Una de las primeras herramientas nuevas que adquirí fue una pequeña grabadora láser de escritorio. Sin saberlo, esta pequeña mejora me reportaría grandes beneficios y me encaminaría hacia el mundo digital de la carpintería. Rápidamente me convertí en uno de los pocos artesanos que ofrecía personalización en sus productos. Esta capacidad fue revolucionaria, sobre todo al adentrarme en trabajos de carpintería más finos, como tablas de cortar, regalos de boda y letreros personalizados.
La búsqueda de un ideal Grabador láser
Probé varias grabadoras láser, mejorándolas con el tiempo. ¡Incluso compré una portátil a batería para personalizar productos en ferias de artesanía! Pero nunca me tomé en serio los láseres de diodo de sobremesa como herramienta de corte. Para mí, ese trabajo era para un láser de CO2 caro (y muy pesado). Al menos eso me decían todos los carpinteros "serios". Así que me limité a los grabados superficiales.

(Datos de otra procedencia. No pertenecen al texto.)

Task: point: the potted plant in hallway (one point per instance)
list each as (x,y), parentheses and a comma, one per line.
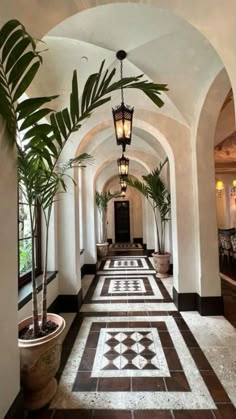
(39,145)
(101,200)
(155,191)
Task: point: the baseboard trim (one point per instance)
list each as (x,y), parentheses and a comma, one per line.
(191,301)
(138,240)
(150,252)
(88,269)
(16,410)
(210,306)
(185,301)
(67,303)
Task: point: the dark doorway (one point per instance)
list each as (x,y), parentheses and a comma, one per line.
(122,233)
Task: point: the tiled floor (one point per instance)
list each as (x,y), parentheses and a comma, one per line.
(130,355)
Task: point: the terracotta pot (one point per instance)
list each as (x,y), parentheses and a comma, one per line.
(39,362)
(161,264)
(102,249)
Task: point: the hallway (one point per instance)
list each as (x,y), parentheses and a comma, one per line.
(130,355)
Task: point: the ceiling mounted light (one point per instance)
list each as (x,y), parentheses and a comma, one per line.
(123,166)
(122,114)
(233,189)
(219,188)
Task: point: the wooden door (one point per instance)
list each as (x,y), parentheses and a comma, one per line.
(122,224)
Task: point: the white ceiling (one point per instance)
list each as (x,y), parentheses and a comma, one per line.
(161,45)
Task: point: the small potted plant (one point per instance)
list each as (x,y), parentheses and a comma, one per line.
(101,200)
(155,191)
(39,134)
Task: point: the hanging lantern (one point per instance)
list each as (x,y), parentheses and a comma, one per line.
(122,114)
(123,166)
(123,184)
(219,188)
(233,189)
(123,194)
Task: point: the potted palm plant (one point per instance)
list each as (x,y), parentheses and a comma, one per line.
(155,191)
(101,200)
(39,144)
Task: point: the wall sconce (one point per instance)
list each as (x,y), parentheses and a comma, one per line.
(233,189)
(122,114)
(123,166)
(219,188)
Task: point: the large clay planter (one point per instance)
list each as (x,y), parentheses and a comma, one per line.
(39,362)
(161,264)
(102,249)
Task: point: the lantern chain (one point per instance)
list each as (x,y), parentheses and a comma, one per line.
(121,77)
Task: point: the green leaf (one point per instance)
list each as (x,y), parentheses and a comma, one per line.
(11,41)
(16,53)
(35,117)
(74,99)
(25,82)
(28,106)
(43,129)
(96,84)
(19,68)
(7,29)
(55,129)
(87,92)
(61,124)
(66,118)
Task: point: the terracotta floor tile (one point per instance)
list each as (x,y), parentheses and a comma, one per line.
(172,359)
(152,414)
(194,414)
(215,387)
(148,384)
(40,414)
(92,340)
(87,360)
(166,340)
(73,414)
(225,411)
(114,384)
(84,382)
(190,339)
(200,359)
(177,382)
(111,414)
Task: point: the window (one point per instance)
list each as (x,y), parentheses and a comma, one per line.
(25,242)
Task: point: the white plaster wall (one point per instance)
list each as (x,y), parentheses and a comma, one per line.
(69,281)
(9,359)
(52,289)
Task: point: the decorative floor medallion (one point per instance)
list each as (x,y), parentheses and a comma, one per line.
(137,351)
(129,354)
(131,287)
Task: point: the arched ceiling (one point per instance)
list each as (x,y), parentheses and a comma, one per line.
(160,44)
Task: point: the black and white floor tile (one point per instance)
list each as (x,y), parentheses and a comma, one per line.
(130,355)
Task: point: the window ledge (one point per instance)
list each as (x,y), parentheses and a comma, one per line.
(25,292)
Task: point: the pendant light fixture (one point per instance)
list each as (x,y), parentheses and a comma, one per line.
(123,184)
(122,114)
(219,188)
(123,166)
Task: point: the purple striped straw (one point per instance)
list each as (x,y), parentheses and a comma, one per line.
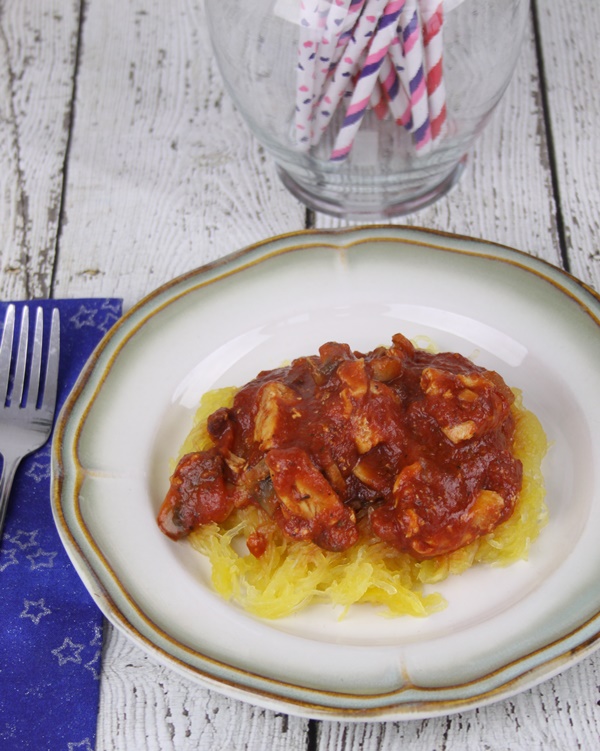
(369,75)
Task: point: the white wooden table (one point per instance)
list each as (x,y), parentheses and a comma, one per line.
(123,164)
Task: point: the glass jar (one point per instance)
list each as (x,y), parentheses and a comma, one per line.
(368,107)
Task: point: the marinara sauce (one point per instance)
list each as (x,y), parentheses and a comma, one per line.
(413,446)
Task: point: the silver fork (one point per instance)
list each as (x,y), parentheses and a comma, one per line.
(25,419)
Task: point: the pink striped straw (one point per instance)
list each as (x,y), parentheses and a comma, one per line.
(336,21)
(369,75)
(378,101)
(413,53)
(354,10)
(397,99)
(433,19)
(342,74)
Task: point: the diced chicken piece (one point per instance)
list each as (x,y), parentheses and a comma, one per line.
(274,398)
(465,405)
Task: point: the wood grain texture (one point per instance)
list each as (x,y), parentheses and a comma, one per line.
(38,43)
(569,35)
(491,200)
(560,714)
(147,706)
(163,175)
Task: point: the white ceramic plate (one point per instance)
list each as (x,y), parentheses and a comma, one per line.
(503,630)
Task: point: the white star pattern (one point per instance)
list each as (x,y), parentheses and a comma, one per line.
(24,539)
(41,559)
(94,665)
(38,471)
(83,317)
(97,640)
(68,652)
(84,745)
(7,558)
(107,322)
(35,610)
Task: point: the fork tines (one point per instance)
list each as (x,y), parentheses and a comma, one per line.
(23,389)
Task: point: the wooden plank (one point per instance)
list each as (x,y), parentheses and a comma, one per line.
(491,200)
(147,706)
(560,714)
(38,44)
(571,60)
(506,195)
(163,175)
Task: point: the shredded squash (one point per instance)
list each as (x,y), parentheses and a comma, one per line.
(290,575)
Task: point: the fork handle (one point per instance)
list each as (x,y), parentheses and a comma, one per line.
(6,479)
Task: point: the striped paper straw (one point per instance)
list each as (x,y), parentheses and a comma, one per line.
(342,74)
(432,20)
(398,100)
(335,24)
(412,43)
(369,75)
(378,102)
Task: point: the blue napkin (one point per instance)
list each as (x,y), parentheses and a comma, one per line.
(50,629)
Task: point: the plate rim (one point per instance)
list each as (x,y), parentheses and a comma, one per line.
(207,274)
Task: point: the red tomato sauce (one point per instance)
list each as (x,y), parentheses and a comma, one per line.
(413,445)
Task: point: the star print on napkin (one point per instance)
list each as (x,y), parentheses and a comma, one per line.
(50,629)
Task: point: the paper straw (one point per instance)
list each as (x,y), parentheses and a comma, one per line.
(378,102)
(305,71)
(342,74)
(433,19)
(335,25)
(369,75)
(397,99)
(412,43)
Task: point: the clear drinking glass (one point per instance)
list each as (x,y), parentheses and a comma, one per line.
(368,107)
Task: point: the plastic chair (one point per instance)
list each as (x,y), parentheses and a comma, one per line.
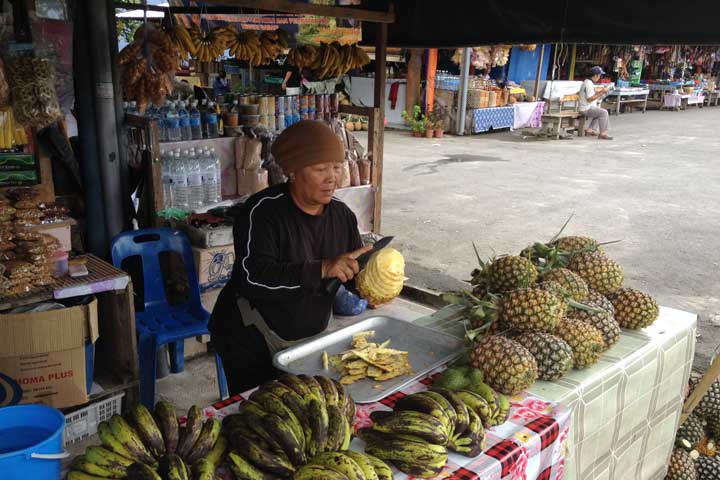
(161,323)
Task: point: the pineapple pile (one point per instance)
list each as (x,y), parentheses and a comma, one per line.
(696,455)
(383,277)
(556,306)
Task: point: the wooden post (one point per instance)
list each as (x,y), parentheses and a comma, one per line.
(412,92)
(430,84)
(536,89)
(377,120)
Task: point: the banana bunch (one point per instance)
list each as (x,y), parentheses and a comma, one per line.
(147,446)
(416,436)
(208,44)
(12,134)
(180,37)
(146,64)
(288,423)
(336,60)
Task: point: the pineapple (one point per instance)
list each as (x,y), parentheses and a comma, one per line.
(506,273)
(633,308)
(600,272)
(693,430)
(507,366)
(553,355)
(681,466)
(585,340)
(604,322)
(532,310)
(383,277)
(709,405)
(573,244)
(707,469)
(573,285)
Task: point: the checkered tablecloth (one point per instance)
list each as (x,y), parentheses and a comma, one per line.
(485,119)
(530,445)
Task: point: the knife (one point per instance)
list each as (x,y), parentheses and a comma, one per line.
(334,284)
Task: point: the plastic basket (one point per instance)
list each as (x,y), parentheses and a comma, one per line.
(83,423)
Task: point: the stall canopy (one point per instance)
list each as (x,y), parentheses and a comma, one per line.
(459,23)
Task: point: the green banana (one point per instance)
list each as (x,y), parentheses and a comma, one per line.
(425,404)
(314,387)
(296,384)
(191,432)
(166,419)
(148,430)
(419,471)
(382,469)
(336,429)
(318,419)
(285,437)
(329,390)
(130,439)
(112,443)
(407,449)
(340,463)
(408,422)
(208,436)
(204,470)
(462,419)
(272,404)
(244,470)
(140,471)
(364,463)
(265,460)
(317,472)
(78,475)
(218,451)
(172,467)
(445,404)
(82,464)
(477,403)
(110,461)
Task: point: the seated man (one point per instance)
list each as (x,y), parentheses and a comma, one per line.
(289,240)
(589,105)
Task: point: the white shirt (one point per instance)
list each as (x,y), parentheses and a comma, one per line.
(587,90)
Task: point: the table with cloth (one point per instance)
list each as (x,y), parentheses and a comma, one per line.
(530,445)
(625,408)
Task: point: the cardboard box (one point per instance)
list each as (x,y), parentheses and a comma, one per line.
(43,355)
(214,265)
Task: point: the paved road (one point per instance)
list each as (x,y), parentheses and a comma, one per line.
(656,187)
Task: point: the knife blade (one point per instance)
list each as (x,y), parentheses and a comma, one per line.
(334,284)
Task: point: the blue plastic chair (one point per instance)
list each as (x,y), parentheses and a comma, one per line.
(161,323)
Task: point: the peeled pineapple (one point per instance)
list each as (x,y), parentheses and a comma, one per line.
(383,277)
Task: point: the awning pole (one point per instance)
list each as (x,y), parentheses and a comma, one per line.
(462,107)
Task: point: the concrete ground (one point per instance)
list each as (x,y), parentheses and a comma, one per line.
(656,186)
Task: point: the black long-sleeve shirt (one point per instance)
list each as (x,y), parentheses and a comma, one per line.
(278,260)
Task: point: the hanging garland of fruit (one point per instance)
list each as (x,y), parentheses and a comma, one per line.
(146,64)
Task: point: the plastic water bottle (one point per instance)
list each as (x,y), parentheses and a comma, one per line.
(211,119)
(167,160)
(162,126)
(172,122)
(195,122)
(211,177)
(195,182)
(179,187)
(185,131)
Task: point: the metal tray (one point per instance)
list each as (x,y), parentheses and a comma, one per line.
(427,349)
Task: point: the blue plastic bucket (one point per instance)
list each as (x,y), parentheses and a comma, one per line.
(31,442)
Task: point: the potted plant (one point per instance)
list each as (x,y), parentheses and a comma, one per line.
(417,121)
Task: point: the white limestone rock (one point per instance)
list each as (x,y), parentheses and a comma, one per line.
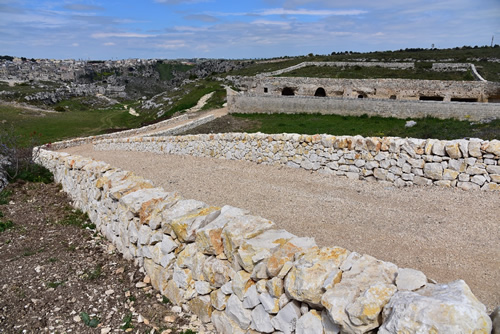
(310,323)
(355,303)
(410,279)
(261,320)
(202,287)
(251,298)
(240,229)
(286,319)
(209,237)
(236,312)
(440,308)
(254,250)
(185,227)
(305,280)
(224,324)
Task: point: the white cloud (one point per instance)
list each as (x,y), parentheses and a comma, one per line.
(121,35)
(172,45)
(311,12)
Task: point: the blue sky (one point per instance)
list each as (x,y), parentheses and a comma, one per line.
(120,29)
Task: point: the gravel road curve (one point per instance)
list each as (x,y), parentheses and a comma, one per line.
(449,234)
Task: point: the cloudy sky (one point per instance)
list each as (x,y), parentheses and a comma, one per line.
(119,29)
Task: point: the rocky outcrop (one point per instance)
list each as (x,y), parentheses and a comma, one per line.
(237,271)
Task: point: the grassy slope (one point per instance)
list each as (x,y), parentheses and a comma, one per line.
(57,126)
(371,126)
(357,72)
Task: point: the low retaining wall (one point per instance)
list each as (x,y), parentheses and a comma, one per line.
(235,270)
(466,164)
(127,133)
(250,104)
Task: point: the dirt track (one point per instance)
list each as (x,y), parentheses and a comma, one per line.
(449,234)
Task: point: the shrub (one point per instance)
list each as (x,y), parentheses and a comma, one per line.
(18,160)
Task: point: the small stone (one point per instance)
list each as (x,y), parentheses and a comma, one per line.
(410,279)
(169,318)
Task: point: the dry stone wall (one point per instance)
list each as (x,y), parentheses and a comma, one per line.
(238,272)
(245,103)
(466,164)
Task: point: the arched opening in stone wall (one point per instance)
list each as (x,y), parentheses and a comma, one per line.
(463,99)
(431,98)
(320,92)
(287,91)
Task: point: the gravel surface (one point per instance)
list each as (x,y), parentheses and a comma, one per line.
(449,234)
(57,275)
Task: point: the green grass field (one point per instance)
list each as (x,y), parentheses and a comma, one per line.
(359,72)
(54,126)
(371,126)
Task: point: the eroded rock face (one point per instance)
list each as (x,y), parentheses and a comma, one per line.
(355,303)
(438,308)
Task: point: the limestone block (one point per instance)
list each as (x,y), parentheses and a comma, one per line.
(495,178)
(209,238)
(478,179)
(236,312)
(261,247)
(173,292)
(275,287)
(227,288)
(475,148)
(438,148)
(410,279)
(217,272)
(286,253)
(468,186)
(433,171)
(202,307)
(240,229)
(182,277)
(202,288)
(270,304)
(225,325)
(168,245)
(218,299)
(450,175)
(440,308)
(261,321)
(145,233)
(328,326)
(453,150)
(140,201)
(185,227)
(309,323)
(241,282)
(476,170)
(305,280)
(287,317)
(493,169)
(251,297)
(493,147)
(363,291)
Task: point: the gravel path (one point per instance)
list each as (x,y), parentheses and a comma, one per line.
(449,234)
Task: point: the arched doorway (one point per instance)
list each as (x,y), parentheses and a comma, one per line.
(287,91)
(320,92)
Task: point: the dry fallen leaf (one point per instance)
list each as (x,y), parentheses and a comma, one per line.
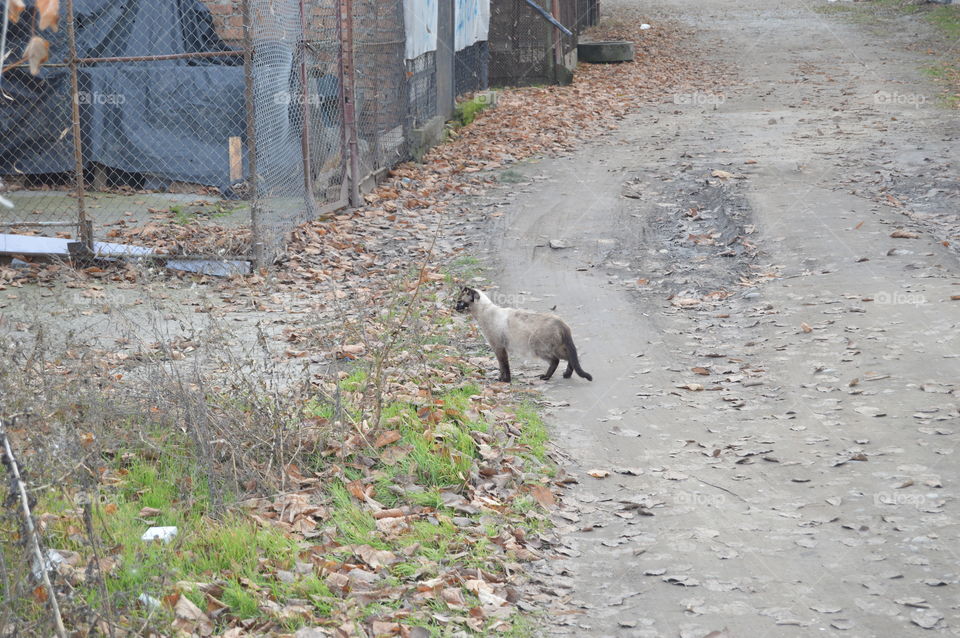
(16,8)
(543,495)
(386,438)
(904,234)
(49,13)
(37,52)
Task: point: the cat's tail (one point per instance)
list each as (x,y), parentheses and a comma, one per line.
(572,355)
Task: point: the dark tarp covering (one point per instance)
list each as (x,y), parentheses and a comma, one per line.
(171,119)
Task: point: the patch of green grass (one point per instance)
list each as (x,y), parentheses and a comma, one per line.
(534,433)
(242,603)
(466,111)
(511,176)
(355,525)
(356,381)
(946,18)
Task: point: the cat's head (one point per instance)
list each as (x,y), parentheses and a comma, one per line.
(466,299)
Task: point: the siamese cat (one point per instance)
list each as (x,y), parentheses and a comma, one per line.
(522,333)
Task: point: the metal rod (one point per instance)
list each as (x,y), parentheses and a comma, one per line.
(557,50)
(84,229)
(253,180)
(42,561)
(549,18)
(3,37)
(348,95)
(36,224)
(146,58)
(305,114)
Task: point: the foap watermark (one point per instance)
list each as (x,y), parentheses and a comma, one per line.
(899,298)
(286,98)
(697,499)
(93,98)
(916,100)
(901,499)
(516,300)
(699,99)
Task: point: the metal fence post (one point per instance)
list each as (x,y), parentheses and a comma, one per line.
(305,107)
(84,226)
(348,94)
(256,232)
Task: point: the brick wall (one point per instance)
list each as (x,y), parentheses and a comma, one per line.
(227,19)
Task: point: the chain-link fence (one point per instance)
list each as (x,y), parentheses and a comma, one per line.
(208,129)
(534,41)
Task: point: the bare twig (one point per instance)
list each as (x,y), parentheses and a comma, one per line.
(95,546)
(31,532)
(384,353)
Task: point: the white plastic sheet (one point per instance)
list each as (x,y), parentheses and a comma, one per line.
(472,22)
(420,24)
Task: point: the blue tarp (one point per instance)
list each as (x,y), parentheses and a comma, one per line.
(170,119)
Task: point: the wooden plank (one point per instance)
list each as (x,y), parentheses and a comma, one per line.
(236,160)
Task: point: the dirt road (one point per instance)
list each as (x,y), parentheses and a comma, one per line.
(776,376)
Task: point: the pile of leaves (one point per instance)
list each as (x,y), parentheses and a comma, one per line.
(421,525)
(394,228)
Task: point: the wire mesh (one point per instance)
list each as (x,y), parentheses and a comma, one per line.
(382,99)
(35,115)
(422,87)
(522,49)
(471,68)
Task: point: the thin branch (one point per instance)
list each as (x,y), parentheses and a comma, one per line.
(32,533)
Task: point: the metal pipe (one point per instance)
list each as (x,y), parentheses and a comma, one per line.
(146,58)
(549,18)
(36,224)
(348,95)
(84,229)
(3,37)
(305,114)
(253,179)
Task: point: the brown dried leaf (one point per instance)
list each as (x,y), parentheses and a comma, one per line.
(49,13)
(904,234)
(16,8)
(453,596)
(37,52)
(375,558)
(386,438)
(543,495)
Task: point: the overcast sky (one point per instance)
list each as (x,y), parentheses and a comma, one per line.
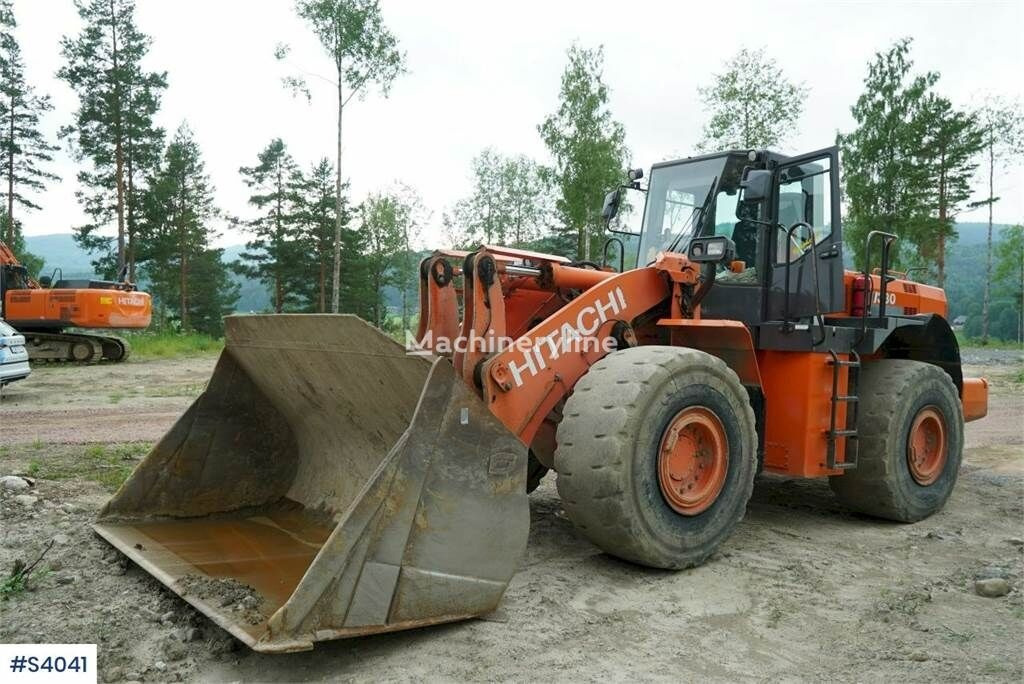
(486,74)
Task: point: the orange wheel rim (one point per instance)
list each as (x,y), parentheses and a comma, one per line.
(926,445)
(692,460)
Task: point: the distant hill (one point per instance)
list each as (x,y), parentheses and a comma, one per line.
(965,272)
(977,233)
(60,251)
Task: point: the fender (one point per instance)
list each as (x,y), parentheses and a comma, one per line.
(523,383)
(729,340)
(930,339)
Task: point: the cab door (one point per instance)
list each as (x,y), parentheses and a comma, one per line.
(806,189)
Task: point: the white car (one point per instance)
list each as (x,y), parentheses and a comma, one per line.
(13,355)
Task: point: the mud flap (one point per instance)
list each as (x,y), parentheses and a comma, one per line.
(312,494)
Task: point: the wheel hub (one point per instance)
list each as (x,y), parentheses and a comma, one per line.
(926,445)
(692,460)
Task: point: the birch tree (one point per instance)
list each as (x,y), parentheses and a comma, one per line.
(364,52)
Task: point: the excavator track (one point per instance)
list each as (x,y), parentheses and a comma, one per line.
(75,347)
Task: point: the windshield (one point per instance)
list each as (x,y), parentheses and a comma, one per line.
(675,198)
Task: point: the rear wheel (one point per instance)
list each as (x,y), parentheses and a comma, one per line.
(911,440)
(656,455)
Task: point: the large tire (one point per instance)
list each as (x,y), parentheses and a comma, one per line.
(610,443)
(891,481)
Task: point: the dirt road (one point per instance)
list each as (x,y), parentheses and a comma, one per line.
(804,590)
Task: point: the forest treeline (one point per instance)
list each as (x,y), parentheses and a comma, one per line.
(912,162)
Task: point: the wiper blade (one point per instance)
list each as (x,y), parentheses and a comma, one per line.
(701,209)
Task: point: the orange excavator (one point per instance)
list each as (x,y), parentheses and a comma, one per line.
(42,311)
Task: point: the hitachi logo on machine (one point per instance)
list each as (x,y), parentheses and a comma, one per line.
(577,339)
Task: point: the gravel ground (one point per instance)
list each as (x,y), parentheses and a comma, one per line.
(803,591)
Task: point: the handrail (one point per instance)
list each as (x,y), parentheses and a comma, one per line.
(814,273)
(887,240)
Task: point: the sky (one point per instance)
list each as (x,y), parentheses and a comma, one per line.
(485,74)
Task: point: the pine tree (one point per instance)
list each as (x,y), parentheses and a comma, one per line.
(32,262)
(275,255)
(1003,134)
(887,187)
(113,127)
(24,148)
(184,270)
(589,150)
(952,140)
(383,240)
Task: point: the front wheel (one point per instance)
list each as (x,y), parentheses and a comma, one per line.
(656,455)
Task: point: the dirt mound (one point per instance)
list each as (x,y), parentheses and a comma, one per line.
(226,593)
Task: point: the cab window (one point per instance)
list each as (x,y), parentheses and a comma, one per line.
(804,195)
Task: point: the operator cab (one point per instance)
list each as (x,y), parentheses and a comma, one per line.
(709,196)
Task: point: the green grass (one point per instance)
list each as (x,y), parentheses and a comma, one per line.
(171,345)
(18,582)
(108,465)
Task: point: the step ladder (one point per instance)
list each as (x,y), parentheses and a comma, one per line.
(852,401)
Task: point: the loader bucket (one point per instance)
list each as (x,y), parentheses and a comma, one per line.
(327,484)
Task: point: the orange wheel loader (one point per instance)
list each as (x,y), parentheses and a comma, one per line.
(345,484)
(43,311)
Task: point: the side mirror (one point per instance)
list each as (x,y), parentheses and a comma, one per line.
(611,202)
(756,185)
(711,249)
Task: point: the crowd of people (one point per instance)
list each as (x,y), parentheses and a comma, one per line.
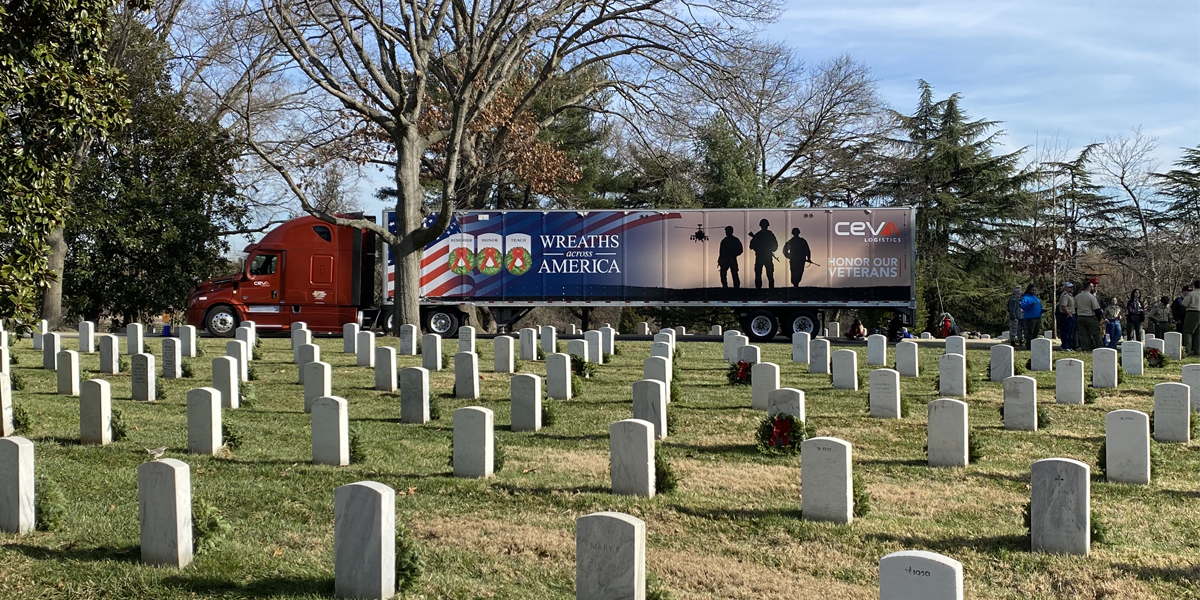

Eso fue hasta que vi a un creador respetado reseñando un láser de diodo grande y potente que supuestamente competiría con la potencia y el tamaño de los láseres de CO2 más grandes. Y era de una marca que ya conocía. Ese láser era El A70 Max de AtomStack.Vi algunos vídeos al respecto, ¡y enseguida encargué uno!


La opción perfecta: Grabador láser AtomStack A70 Max
Trabajo en un taller con espacio limitado, así que todas mis herramientas grandes tienen ruedas. Constantemente tengo que moverlas para optimizar el espacio para proyectos grandes, como mesas de conferencias. No me imagino haciendo eso con un láser de CO2 tan pesado y su unidad de refrigeración externa. Pero mi A70 Max está sobre un carrito ligero que construí y se mueve con facilidad.
Me encanta porque la A70 corta materiales gruesos con bastante facilidad, y su flujo de trabajo resulta familiar para quienes usan láseres de diodo. Es un complemento perfecto para mi CNC, que es una herramienta excelente, pero las brocas giratorias no logran crear esquinas interiores nítidas y tienden a desgarrar los materiales delicados. Ahí es donde entra en juego la A70. la A70 Max ¡Brilla! ¡Me permite ser aún más creativo!